Dependency of tunable microwave absorption performance on morphology-controlled hierarchical shells for core-shell Fe₃O₄@MnO₂ composite microspheres

Core-shell Fe₃O₄@MnO₂ composite microspheres with three different surface architectures, namely mushroom-, honeycomb- and corolla-like morphologies, have been synthesized through a facile two-step method. The components, microstructure, size and morphologies of composite microspheres were characterized by X-ray diffraction, scanning electron microscopy, transmission electron microscopy and energy dispersive X-ray spectroscopy. The N₂ adsorption-desorption isotherms were employed to demonstrate the specific surface areas and porosity.

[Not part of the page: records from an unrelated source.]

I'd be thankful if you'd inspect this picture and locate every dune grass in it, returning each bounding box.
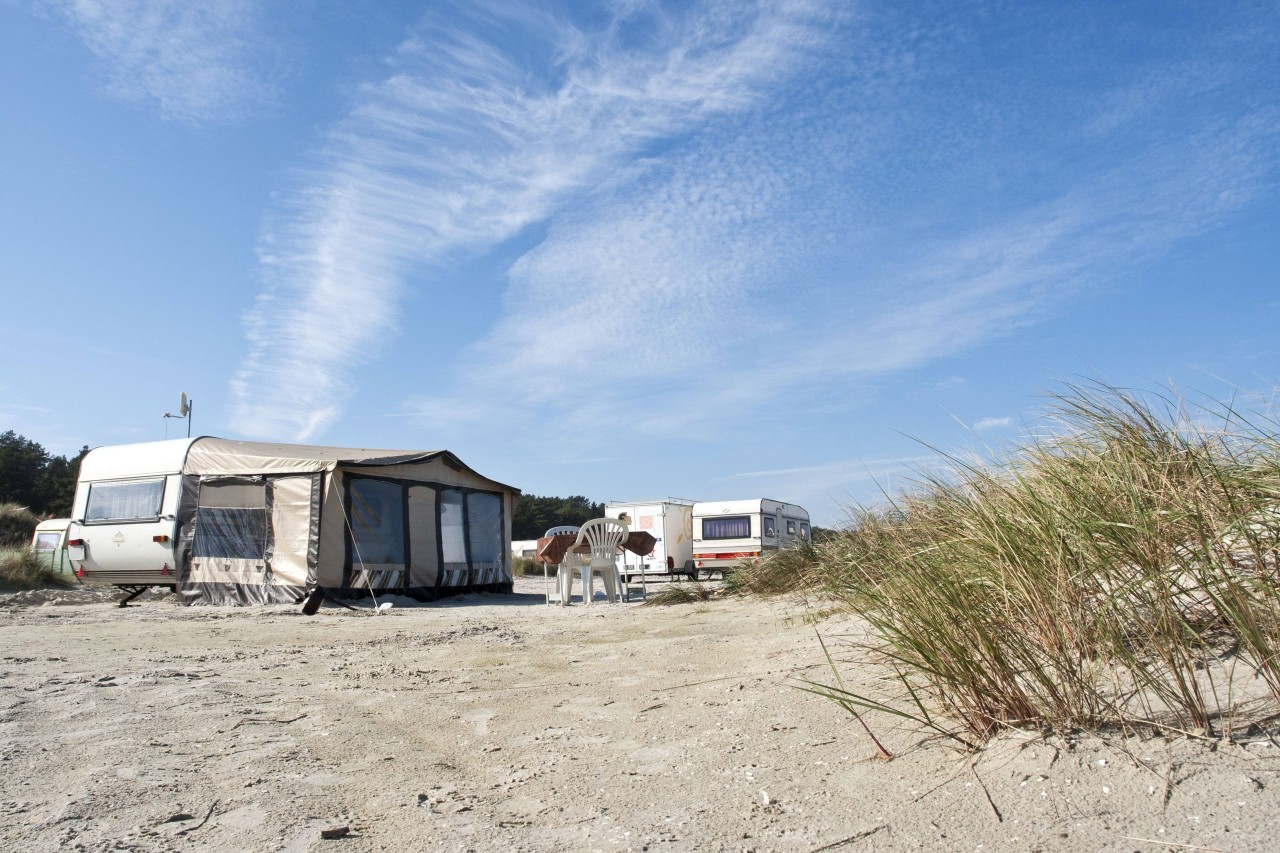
[0,548,70,592]
[0,503,40,548]
[735,388,1280,743]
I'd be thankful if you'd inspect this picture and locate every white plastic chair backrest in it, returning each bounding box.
[573,519,627,566]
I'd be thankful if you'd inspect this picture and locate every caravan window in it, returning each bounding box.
[349,479,404,566]
[191,482,266,560]
[703,515,751,539]
[84,479,164,524]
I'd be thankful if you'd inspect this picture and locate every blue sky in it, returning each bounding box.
[0,0,1280,524]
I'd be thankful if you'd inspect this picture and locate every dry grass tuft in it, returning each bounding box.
[757,388,1280,743]
[0,549,69,592]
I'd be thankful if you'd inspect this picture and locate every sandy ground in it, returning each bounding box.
[0,579,1280,852]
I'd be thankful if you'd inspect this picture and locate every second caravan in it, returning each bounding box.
[692,498,812,573]
[604,498,698,579]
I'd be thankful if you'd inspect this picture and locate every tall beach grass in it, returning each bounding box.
[735,387,1280,743]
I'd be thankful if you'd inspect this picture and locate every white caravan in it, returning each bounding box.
[694,498,810,574]
[31,519,70,574]
[67,437,520,605]
[604,498,696,581]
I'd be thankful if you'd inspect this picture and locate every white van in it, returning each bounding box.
[31,519,70,574]
[694,498,812,574]
[604,498,696,581]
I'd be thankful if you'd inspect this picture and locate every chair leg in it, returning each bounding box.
[556,564,573,607]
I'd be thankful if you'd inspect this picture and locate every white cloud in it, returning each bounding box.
[233,1,839,439]
[420,99,1280,451]
[973,418,1014,433]
[42,0,279,124]
[233,3,1280,456]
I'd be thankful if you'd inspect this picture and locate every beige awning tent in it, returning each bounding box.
[174,438,520,603]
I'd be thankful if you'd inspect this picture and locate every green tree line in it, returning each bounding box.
[511,494,604,539]
[0,429,88,517]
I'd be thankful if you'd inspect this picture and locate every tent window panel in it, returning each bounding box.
[408,485,439,587]
[192,482,266,560]
[84,479,164,523]
[192,506,266,560]
[440,489,467,570]
[467,492,502,569]
[351,479,404,566]
[703,515,751,539]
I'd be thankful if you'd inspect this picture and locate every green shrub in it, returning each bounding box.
[793,388,1280,742]
[0,503,40,548]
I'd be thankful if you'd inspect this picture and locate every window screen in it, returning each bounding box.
[351,479,404,566]
[703,515,751,539]
[84,479,164,521]
[467,492,502,569]
[192,483,266,560]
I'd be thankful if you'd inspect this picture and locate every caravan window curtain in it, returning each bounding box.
[351,479,404,566]
[192,482,266,560]
[84,479,164,524]
[703,515,751,539]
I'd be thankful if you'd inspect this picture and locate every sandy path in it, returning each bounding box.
[0,579,1280,850]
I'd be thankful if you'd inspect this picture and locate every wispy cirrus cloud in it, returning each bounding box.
[420,96,1280,443]
[233,1,1280,456]
[973,418,1014,433]
[232,0,824,439]
[37,0,282,124]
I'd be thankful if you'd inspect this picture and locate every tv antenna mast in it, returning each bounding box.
[164,391,196,438]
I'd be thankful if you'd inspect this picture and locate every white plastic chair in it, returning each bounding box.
[570,519,627,605]
[543,524,581,605]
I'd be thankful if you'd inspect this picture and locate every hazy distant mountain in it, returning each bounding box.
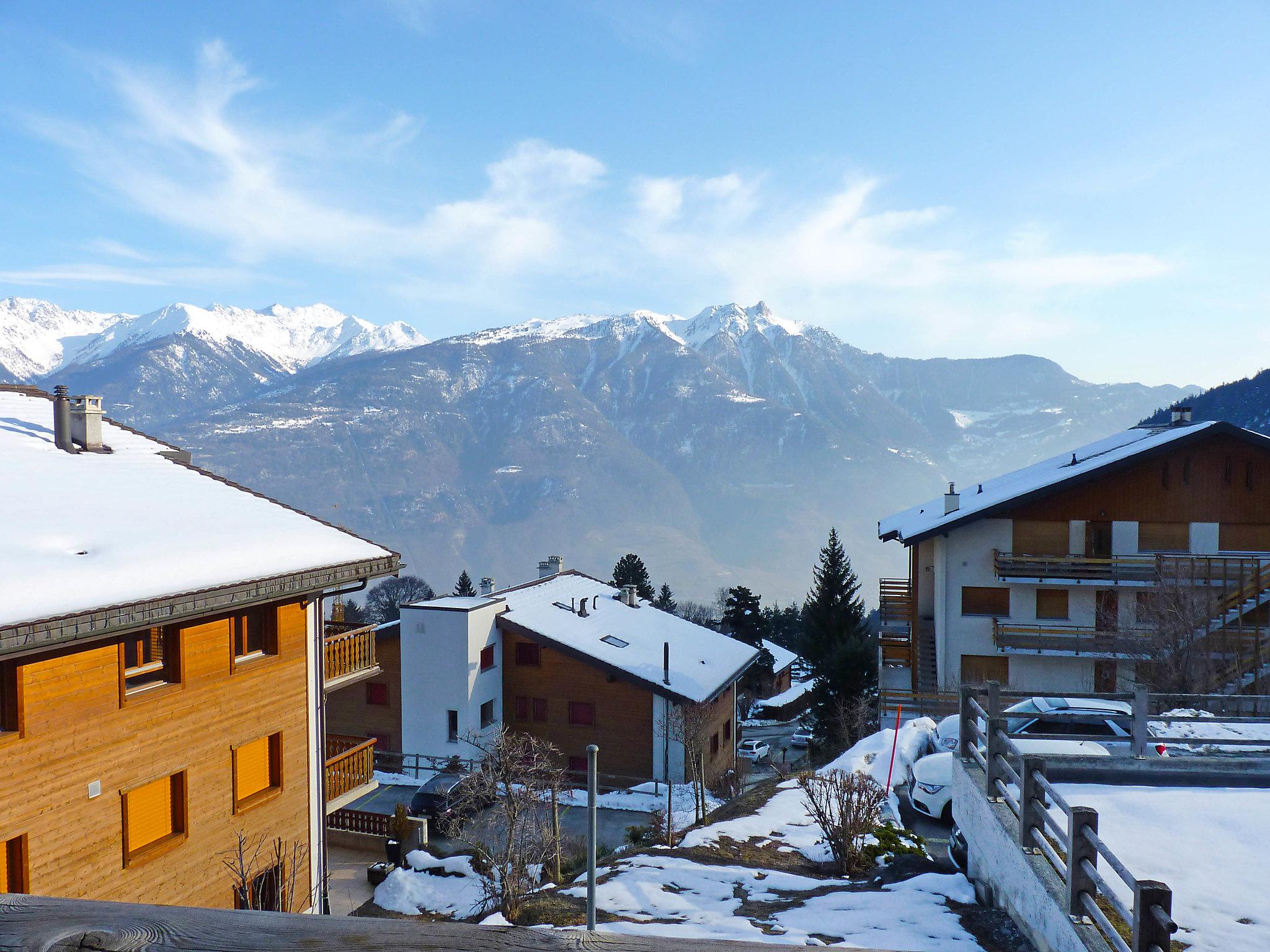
[5,294,1189,602]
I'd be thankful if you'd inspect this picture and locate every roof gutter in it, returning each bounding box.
[0,553,401,656]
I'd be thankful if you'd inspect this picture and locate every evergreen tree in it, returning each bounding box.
[610,552,655,602]
[801,529,877,734]
[368,575,437,625]
[722,585,776,693]
[653,581,680,614]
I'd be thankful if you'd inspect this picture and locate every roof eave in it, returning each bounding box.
[0,552,401,656]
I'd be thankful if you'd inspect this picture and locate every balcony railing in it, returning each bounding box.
[326,734,375,811]
[322,625,378,687]
[992,619,1150,659]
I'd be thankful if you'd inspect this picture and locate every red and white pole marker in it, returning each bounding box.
[887,705,904,796]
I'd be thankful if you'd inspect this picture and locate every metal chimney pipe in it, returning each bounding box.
[53,383,79,453]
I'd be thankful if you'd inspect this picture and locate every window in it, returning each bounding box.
[1011,519,1072,555]
[1138,522,1190,552]
[961,585,1010,617]
[1036,589,1067,618]
[123,772,185,866]
[0,834,27,892]
[230,606,278,664]
[234,734,282,813]
[0,661,22,736]
[120,626,180,695]
[234,863,290,913]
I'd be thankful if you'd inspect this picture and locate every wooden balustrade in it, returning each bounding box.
[326,734,375,803]
[322,625,377,684]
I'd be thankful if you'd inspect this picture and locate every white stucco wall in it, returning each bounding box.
[401,603,503,757]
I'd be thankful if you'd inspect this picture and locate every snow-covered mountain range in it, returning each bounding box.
[0,302,1194,602]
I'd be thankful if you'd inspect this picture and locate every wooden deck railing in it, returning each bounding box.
[322,625,376,684]
[992,618,1152,658]
[326,734,375,803]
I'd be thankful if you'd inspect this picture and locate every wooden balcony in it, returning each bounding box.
[992,619,1150,660]
[993,551,1158,585]
[326,734,378,815]
[322,625,380,690]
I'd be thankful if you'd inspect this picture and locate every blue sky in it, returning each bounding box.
[0,0,1270,385]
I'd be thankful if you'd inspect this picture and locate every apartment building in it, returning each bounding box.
[877,407,1270,693]
[400,557,758,783]
[0,386,399,910]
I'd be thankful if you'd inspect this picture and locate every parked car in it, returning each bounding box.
[407,773,489,822]
[737,740,772,764]
[908,739,1110,822]
[936,697,1133,750]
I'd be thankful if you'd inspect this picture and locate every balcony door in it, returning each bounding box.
[1085,522,1111,558]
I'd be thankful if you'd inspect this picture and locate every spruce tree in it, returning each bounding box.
[801,529,877,735]
[611,552,654,602]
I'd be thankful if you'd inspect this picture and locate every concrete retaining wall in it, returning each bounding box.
[952,760,1110,952]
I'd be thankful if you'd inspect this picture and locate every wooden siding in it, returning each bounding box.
[1002,435,1270,524]
[0,603,310,907]
[326,632,401,754]
[503,632,655,779]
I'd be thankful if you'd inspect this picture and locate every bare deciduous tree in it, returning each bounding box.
[442,728,564,923]
[797,770,887,876]
[222,830,320,913]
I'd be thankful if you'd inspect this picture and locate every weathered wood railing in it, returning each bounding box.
[322,625,376,684]
[326,734,375,803]
[0,894,904,952]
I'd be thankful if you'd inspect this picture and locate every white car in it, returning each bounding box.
[737,740,772,764]
[908,740,1110,822]
[935,697,1133,750]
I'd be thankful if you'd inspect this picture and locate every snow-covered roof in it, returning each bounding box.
[877,420,1270,542]
[494,570,758,702]
[0,389,396,635]
[763,638,797,672]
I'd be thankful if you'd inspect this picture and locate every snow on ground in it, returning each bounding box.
[565,853,980,952]
[1148,708,1270,754]
[375,849,484,919]
[1059,783,1270,952]
[681,717,935,862]
[560,783,722,830]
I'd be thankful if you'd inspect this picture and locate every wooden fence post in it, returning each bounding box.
[1067,806,1099,919]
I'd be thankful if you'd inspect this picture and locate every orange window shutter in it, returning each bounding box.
[126,777,173,853]
[235,738,278,800]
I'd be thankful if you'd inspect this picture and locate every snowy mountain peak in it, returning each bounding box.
[669,301,806,348]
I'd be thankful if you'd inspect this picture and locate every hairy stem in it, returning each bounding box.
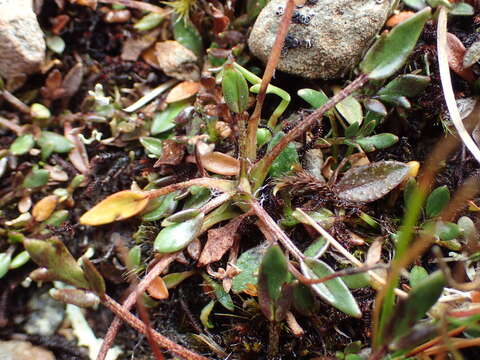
[252,74,369,189]
[245,0,295,162]
[97,253,176,360]
[102,295,208,360]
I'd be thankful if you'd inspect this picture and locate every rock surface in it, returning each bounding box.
[248,0,394,79]
[0,340,55,360]
[0,0,45,80]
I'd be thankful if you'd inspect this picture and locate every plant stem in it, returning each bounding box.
[250,200,305,262]
[245,0,295,162]
[102,295,208,360]
[97,254,176,360]
[252,74,369,190]
[268,321,280,360]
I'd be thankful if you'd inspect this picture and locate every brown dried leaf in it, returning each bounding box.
[197,216,245,267]
[165,81,200,104]
[201,151,240,176]
[385,11,415,27]
[447,33,475,82]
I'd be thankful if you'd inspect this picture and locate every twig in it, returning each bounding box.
[296,208,408,298]
[250,200,305,262]
[246,0,295,162]
[97,253,176,360]
[252,74,368,189]
[99,0,169,15]
[102,295,208,360]
[437,6,480,162]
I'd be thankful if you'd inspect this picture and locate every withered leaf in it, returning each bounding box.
[197,215,245,267]
[335,161,410,202]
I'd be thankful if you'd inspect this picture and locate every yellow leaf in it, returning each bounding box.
[147,276,168,300]
[201,151,240,176]
[80,190,148,226]
[32,195,58,222]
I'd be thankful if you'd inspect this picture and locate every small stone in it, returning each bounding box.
[248,0,395,79]
[0,340,55,360]
[155,40,200,81]
[0,0,45,81]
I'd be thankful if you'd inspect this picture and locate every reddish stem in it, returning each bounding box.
[97,253,176,360]
[246,0,295,162]
[102,295,208,360]
[253,74,369,188]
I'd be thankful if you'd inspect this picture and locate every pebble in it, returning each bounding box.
[0,340,55,360]
[248,0,395,80]
[0,0,45,81]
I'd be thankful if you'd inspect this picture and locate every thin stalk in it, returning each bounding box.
[102,295,208,360]
[97,254,176,360]
[250,200,305,262]
[296,208,408,298]
[437,6,480,162]
[245,0,295,162]
[252,74,369,189]
[146,178,234,199]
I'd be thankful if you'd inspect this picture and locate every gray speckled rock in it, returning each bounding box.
[248,0,395,79]
[0,0,45,80]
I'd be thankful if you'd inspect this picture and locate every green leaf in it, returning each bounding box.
[222,65,249,114]
[82,257,106,297]
[335,161,410,202]
[142,191,179,221]
[232,245,266,294]
[360,8,431,79]
[377,74,430,97]
[200,300,216,329]
[387,271,445,338]
[448,2,475,16]
[139,136,163,157]
[37,131,74,153]
[0,252,12,279]
[425,185,450,218]
[258,245,288,321]
[301,258,362,318]
[45,35,65,54]
[340,273,370,289]
[292,283,316,316]
[133,13,165,31]
[172,14,203,58]
[150,101,189,135]
[10,134,35,155]
[23,166,50,189]
[202,273,235,311]
[153,213,204,253]
[297,89,328,109]
[409,265,428,288]
[355,133,398,152]
[267,131,300,178]
[335,96,363,125]
[9,250,30,270]
[23,238,89,289]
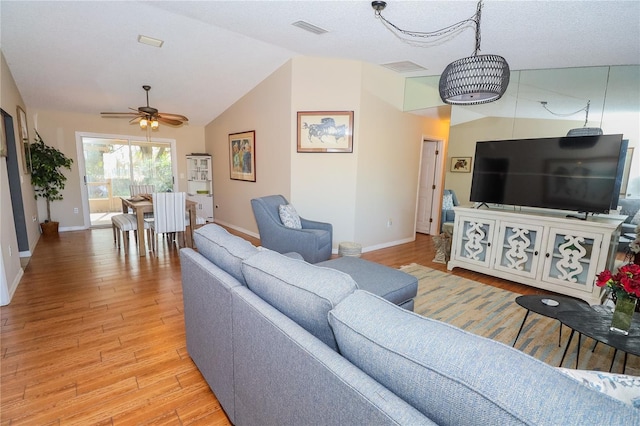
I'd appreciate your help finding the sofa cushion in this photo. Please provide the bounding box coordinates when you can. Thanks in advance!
[316,256,418,310]
[558,367,640,409]
[193,224,259,285]
[278,204,302,229]
[329,290,640,425]
[242,250,357,350]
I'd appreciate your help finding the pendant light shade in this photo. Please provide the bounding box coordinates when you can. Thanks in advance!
[440,55,510,105]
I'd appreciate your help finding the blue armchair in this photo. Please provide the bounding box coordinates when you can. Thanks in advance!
[440,189,458,232]
[251,195,333,263]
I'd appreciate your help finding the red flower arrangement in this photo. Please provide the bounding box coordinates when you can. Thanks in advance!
[596,263,640,297]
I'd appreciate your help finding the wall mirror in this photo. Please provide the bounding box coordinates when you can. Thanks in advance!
[404,65,640,204]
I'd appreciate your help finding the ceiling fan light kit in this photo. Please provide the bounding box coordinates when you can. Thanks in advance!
[371,0,510,105]
[100,85,189,130]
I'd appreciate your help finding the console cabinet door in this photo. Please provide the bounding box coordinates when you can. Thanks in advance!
[493,221,544,278]
[542,228,602,292]
[454,216,496,267]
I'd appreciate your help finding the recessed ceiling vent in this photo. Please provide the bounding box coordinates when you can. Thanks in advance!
[382,61,427,73]
[291,21,329,35]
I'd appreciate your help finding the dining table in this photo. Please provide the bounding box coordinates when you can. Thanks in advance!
[120,196,198,256]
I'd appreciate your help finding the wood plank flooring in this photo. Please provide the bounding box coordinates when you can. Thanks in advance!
[0,229,544,426]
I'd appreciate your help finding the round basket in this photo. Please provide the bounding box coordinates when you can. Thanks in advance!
[338,242,362,257]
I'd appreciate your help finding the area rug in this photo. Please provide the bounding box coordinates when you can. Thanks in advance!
[400,263,640,376]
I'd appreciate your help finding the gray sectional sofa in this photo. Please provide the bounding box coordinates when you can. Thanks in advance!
[180,225,640,426]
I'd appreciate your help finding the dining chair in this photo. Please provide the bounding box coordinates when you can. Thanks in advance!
[129,185,156,219]
[145,192,189,253]
[129,185,156,197]
[111,213,148,254]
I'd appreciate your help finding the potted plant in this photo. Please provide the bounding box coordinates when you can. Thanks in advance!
[29,130,73,235]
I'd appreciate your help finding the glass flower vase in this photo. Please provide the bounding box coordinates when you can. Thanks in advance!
[609,293,638,336]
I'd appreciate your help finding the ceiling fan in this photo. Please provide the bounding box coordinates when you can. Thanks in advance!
[100,85,189,130]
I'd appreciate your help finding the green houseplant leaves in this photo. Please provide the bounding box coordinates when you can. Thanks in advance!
[30,130,73,222]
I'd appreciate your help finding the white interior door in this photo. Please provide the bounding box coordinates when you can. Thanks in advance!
[416,140,439,235]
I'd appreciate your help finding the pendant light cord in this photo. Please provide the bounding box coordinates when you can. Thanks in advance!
[375,1,482,54]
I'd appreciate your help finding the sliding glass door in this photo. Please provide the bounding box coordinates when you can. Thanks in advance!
[80,136,174,227]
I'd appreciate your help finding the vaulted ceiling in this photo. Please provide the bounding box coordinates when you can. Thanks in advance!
[0,0,640,125]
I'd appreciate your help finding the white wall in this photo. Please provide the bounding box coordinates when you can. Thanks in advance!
[205,62,292,236]
[206,57,448,249]
[0,52,30,305]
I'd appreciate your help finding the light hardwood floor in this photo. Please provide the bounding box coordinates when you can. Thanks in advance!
[0,229,544,426]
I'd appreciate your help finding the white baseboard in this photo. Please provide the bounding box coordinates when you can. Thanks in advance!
[0,268,24,306]
[58,226,89,232]
[362,234,416,253]
[214,219,260,239]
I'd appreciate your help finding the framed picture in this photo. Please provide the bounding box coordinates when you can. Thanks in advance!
[229,130,256,182]
[451,157,471,173]
[298,111,353,152]
[17,106,31,173]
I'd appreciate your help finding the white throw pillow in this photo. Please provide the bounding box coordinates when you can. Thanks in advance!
[278,204,302,229]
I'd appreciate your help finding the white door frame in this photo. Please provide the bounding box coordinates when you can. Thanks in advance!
[76,132,178,229]
[413,136,446,235]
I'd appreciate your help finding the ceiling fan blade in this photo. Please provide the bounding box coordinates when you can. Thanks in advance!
[158,112,189,121]
[158,116,183,126]
[100,112,140,118]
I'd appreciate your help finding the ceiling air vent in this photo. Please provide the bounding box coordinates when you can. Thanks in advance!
[291,21,329,35]
[382,61,427,73]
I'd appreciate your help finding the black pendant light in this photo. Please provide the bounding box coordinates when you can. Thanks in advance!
[371,1,510,105]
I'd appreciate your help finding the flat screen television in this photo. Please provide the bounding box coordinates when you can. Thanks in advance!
[471,135,628,218]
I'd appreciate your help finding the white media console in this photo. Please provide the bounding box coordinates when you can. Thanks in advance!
[447,207,625,305]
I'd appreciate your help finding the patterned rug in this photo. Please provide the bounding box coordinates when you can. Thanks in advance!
[400,263,640,376]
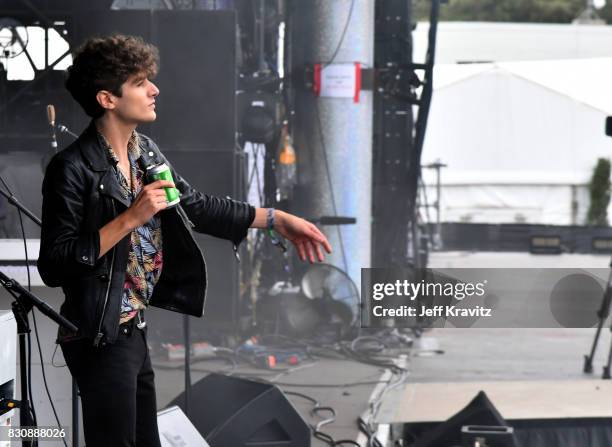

Moreover, vibrating sample magnetometer results manifest that these three composites possess the specific saturation magnetization of 33.7 emu/g, 27.2 emu/g and 23.0 emu/g, respectively. Investigations of microwave absorbing properties indicate that both mushroom-like and corolla-like Fe₃O₄@MnO₂ composite microspheres have very broad absorbing bandwidth in the frequency range of 2–18 GHz, and the corolla-like composites exhibit the strongest absorbing capability with the minimum reflection loss value of −48.5 dB (11.2 GHz), which has rarely been reported yet. In addition, analysis of microwave absorption mechanism reveals that electromagnetic energy absorption mainly derives from matching impedance, conductive loss, multiple scattering and absorption in the cavities, and interfacial polarizations between Fe₃O₄ cores and MnO₂ shells in the composites. Therefore, it is believed that hierarchically structured dielectric shells contribute to the enhancement of microwave absorption performance.